Question

// enumerate the different combinations
// for select k objects from the set of objects given in list L
public static List<List<String>> comb(List<String> L, int k) {
if (k == 0) return new ArrayList<List<String>>(){{add(new ArrayList<String>( ));}};
if (L.size() == k) return new ArrayList<List<String>>(){{add(new ArrayList<String>(L));}};
List<List<String>> L1 = comb(L.subList(1,L.size()),k);
List<List<String>> L2 = comb(L.subList(1,L.size()),k-1);
for (List<String> list : L2) list.add(L.get(0));
L1.addAll(L2);
return L1;
}

Q.Study the given Java codes.
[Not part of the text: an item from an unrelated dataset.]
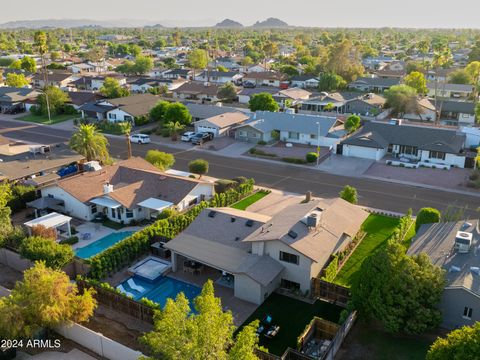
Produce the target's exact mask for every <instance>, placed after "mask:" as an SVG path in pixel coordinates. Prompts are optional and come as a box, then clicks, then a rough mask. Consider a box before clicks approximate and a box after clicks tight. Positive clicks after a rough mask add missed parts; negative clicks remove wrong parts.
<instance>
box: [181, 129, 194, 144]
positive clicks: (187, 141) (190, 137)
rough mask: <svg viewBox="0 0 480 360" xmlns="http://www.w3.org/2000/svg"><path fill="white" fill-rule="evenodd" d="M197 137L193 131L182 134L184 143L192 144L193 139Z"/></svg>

Explain in plain English the logic for enumerating combinations of a certain size for a given set.

Answer 1

The logic is:

While choosing K objects from a list of say N objects in the list L, we are excluding the first object and from the remaining N-1 objects, we are choosing K objects in each list of L1, and K-1 objects in each list of L2, and then we are including the first object which we excluded from L into each list of L2 (think of when L2 will be empty), which completes the K objects in each list of L2.
After this, we are concatenating all the objects from L1 and L2 to form a single List<List<String> > Object in which each List<String> consists of K objects.
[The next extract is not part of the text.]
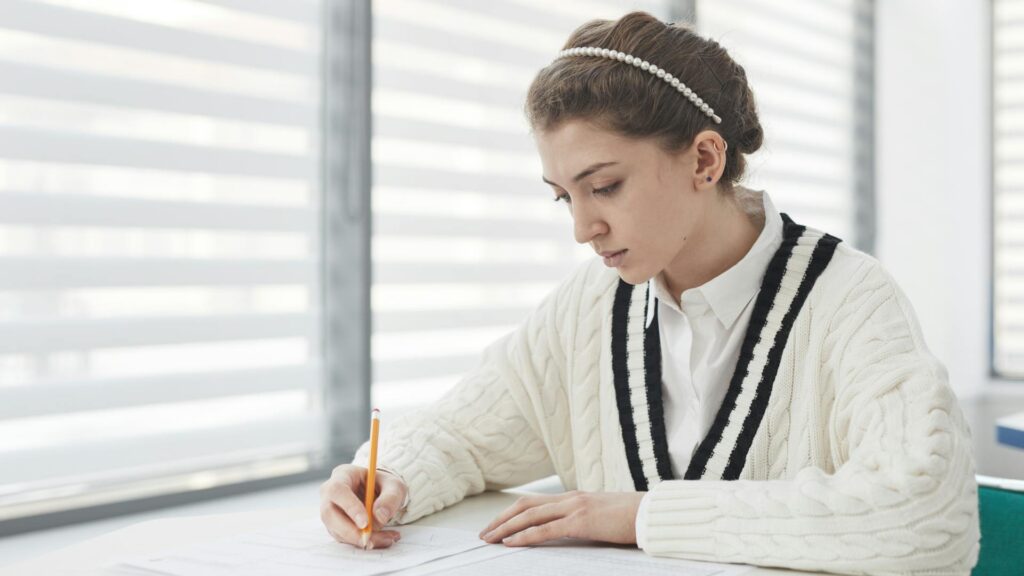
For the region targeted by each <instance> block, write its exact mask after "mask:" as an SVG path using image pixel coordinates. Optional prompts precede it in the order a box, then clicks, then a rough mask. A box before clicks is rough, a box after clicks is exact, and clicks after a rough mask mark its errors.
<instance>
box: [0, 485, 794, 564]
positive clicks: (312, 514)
mask: <svg viewBox="0 0 1024 576" xmlns="http://www.w3.org/2000/svg"><path fill="white" fill-rule="evenodd" d="M519 495H520V493H514V492H488V493H485V494H481V495H479V496H474V497H472V498H468V499H466V500H465V501H463V502H460V503H459V504H457V505H455V506H452V507H451V508H447V509H444V510H441V511H440V512H437V513H435V515H432V516H429V517H427V518H424V519H422V520H420V521H419V522H418V523H417V524H421V525H428V526H441V527H447V528H461V529H464V530H473V531H474V532H476V531H479V530H480V529H481V528H483V527H484V526H486V524H487V523H488V522H490V520H492V519H494V517H495V516H496V515H497V513H498V512H500V511H501V510H502V509H504V508H505V507H506V506H509V505H511V504H512V502H513V501H514V500H515V499H516V498H517V497H518V496H519ZM317 517H318V511H317V510H315V509H309V508H306V507H302V508H294V507H293V508H281V509H274V510H261V511H253V512H238V513H223V515H210V516H196V517H184V518H168V519H162V520H154V521H148V522H141V523H138V524H135V525H132V526H129V527H128V528H123V529H121V530H117V531H114V532H111V533H109V534H104V535H102V536H99V537H96V538H92V539H90V540H86V541H84V542H80V543H78V544H73V545H71V546H68V547H66V548H62V549H60V550H57V551H55V552H50V553H47V554H44V556H42V557H40V558H37V559H33V560H30V561H27V562H23V563H19V564H15V565H12V566H9V567H6V568H3V569H0V576H36V575H46V576H100V575H103V567H104V566H108V565H110V564H112V563H114V562H115V561H117V560H119V559H122V558H124V557H126V556H130V554H136V553H143V554H144V553H157V552H160V551H162V550H166V549H168V548H172V547H177V546H181V545H187V544H191V543H198V542H202V541H205V540H210V539H213V538H219V537H224V536H229V535H231V534H237V533H239V532H243V531H248V530H256V529H259V528H262V527H266V526H272V525H274V524H278V523H283V522H293V521H298V520H303V519H308V518H317ZM325 533H326V532H325ZM637 553H643V552H641V551H640V550H637ZM750 574H754V575H758V576H768V575H776V576H782V575H790V576H796V575H799V574H810V573H808V572H792V571H786V570H770V569H758V570H755V571H753V572H751V573H750Z"/></svg>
Let's take a small example for this:

Let L = {"a","b","c"} and K = 2, then our answer should be {{"a","b"},{"b","c"},{"a","c"}} right?
Let's work on the code to find out what the answer is:

Case 1:

L={"a","b","c"}, K=2

K!=0

L.size()=3!=K

L1=comb({"b","c"},2)

Case 1.a:
L={"b","c"},K=2

K!=0

L.size()=2=K therefore this function will return {{"b","c"}}

Therefore, L1={{"b","c"}}

L2=comb({"b","c"},1)

Case 1.b

L={"b","c"},K=1

K!=0
L.size()=2!=K

L1=comb{"c",1)

Case 1.b.a

L={"c"}, K =1

K!=0

L.size()=1=K

Therefore this will return {{"c"}}

Therefore L1={{"c"}}

L2=comb({"c"},0)

Case 1.b.b

K==0, therefore this will return {{}}

Therefore L2={{}}

for(List<String> list: L2) list.add(L.get(0))

Therefore this for loop will modify L2 to {{"b"}}

L1.addAll(L2)

Therefore L1 will become {{"c","b"}}

Therefore L1={{"c","b"}}

Now L2=comb({"b","c"},1)

By similar logic L2 would be {{"b"},{"c"}}

Now we will add L[0] so L2 will become {{"a","b"},{"a","c"}}

Then L1.addAll(L2)

Therefore L1 will return {{"a","b"},{"a","c"},{"b","c"}} which is our required answer.
Hence done.